When the global calamities struck, Thailand closed itself off from the rest of the world. When the Thai people were plagued with cibiscosis (an almost virulent form of cancer), and the plant life was hit with blister rust (which destroys any plant), entire villages were burned to prevent the diseases from spreading. And while the inhabitants struggled to survive, the island itself was under siege by the rising seas. The city of Bangkok was saved by a series of seawalls and levees that protected it from the higher ocean levels. While these actions saved the Thai people from many of the disasters--both natural and man-made--that ravaged the rest of the planet, they also sheltered them from the technological advances that developed outside the island nation. In fact, any of these new technologies- -like the genetically modified, bioengineered “individuals” created in Japan as surrogates for the waning numbers of younger Japanese--are shunned by Thai society.

While a minimum of trade and contact with the rest of the world was tolerated over the years, a shift began in the Thai government. There was a new tolerance for outsiders, a greater yearning for the technological benefits offered from outside influences. And Thailand, from the outside, was again a tropical paradise with seed and food stocks as yet unsullied by disease. There were rumors of a huge seed bank that would provide years of source material for genetic scientists racing to stay ahead of the biological terrors they had created. While most of the population on the island was too focused on mere survival to be too concerned with this new tolerance, it split the government soundly, with tensions between the opposing factions. And the tenuous balance that was reached between the two may have been upset by Emiko, one of Japan’s bioengineered humans, the titular “windup girl,” who may have become the catalyst for the civil unrest that would alter Thailand for decades to come.

In The Windup Girl, Paolo Bacigalupi creates a relatively near future and projects where our world may end up if we continue rampaging down the paths we have chosen (and from which we refuse to deviate).

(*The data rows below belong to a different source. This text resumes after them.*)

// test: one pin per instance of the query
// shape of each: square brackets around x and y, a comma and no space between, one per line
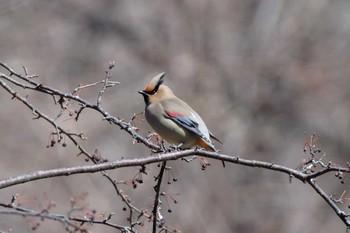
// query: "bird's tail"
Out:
[208,146]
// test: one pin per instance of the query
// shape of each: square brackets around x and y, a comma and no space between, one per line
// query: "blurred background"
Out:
[260,73]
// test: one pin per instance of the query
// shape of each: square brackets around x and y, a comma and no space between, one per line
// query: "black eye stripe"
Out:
[151,92]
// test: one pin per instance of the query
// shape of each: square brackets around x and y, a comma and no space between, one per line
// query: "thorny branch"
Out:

Fossil fuels will be depleted, genetically modified foods will corrupt our food supplies, and other genetic modifications will result in new types of bigotry and slavery. It is a harsh world, and existence is bleak. The divide between the “haves” and the “have nots” has expanded to an absurd level. For all but the very few, existence is a struggle. Bacigalupi uses Thailand as a microcosm to illustrate how broken our world can become, by asking the toughest “what if” questions that speculative fiction can ask. The Windup Girl is a tough read! But while relentless, it is also engrossing. The characters, while not necessarily appealing, are fascinating. And the issues raised through the telling of the story may leave readers questioning their choices long after they’ve finished the book.

The Windup Girl won the Hugo, Nebula, Campbell Memorial and Locus Awards in 2010.